The judge said both human rights and equality laws were breached by the Communities Secretary and his department “calling in” cases which would normally be considered by his planning inspectors.
It is a ruling likely to affect many other travellers groups.
Mr Justice Gilbart, sitting in London, said Mr Pickles’ department “coined and developed” a policy of calling in all Green Belt traveller cases in 2013-2014, operating a legally flawed appeal policy.
The gypsies claimed there were circumstances that are considered exceptional for allowing them to use the sites.
The judge said decisions by inspectors were normally made within two months but with called-in cases that was seen to extend on occasions to beyond six months.
As a result it was found that Mr Pickles’ department did not follow the requirements of the 2010 Equality Act to avoid indirect discrimination.
“Substantial delays” that were in breach of Article 6 of the European Convention on Human Rights were also noted.
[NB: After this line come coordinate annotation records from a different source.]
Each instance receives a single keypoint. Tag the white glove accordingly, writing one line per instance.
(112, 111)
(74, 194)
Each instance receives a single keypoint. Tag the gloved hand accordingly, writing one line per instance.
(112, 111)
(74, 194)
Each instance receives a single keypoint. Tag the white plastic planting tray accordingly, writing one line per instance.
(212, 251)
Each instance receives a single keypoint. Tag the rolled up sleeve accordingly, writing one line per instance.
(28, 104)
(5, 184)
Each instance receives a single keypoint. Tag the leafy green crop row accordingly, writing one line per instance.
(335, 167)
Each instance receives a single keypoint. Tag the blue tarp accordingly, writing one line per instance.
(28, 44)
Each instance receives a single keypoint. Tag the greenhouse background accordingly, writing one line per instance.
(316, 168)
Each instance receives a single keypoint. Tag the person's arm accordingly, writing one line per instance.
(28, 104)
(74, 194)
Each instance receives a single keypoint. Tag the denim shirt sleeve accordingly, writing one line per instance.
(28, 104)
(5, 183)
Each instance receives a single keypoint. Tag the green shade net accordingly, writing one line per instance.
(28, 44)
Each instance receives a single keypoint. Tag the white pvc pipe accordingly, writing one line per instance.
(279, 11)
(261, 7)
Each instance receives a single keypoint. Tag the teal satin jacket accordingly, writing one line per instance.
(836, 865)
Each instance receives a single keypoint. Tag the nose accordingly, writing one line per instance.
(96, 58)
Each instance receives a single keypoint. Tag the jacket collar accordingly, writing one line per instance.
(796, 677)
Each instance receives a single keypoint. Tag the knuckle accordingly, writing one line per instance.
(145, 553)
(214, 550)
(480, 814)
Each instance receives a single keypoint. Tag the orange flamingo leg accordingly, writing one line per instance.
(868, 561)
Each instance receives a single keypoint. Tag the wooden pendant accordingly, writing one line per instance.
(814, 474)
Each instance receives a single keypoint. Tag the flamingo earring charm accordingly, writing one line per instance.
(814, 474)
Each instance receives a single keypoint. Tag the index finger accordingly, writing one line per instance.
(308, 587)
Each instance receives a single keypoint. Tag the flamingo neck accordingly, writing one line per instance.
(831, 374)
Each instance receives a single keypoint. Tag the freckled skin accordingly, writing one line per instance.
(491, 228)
The ruling was a victory for two Romany gypsy mothers, Charmaine Moore and Sarah Coates, living in Bromley and Dartford.
Planning Minister Brandon Lewis said: “This Government makes no apologies for seeking to safeguard Green Belt protection and trying to bring a sense of fair play to the planning system.
“The Government’s planning policy is clear that both temporary and permanent traveller sites are inappropriate development in the Green Belt.
“Today’s judgment does not question that principle.”
Leaders of traveller and gypsy groups condemned the policy and say local councils failed to offer potential sites for development, leading them to buy land to develop themselves.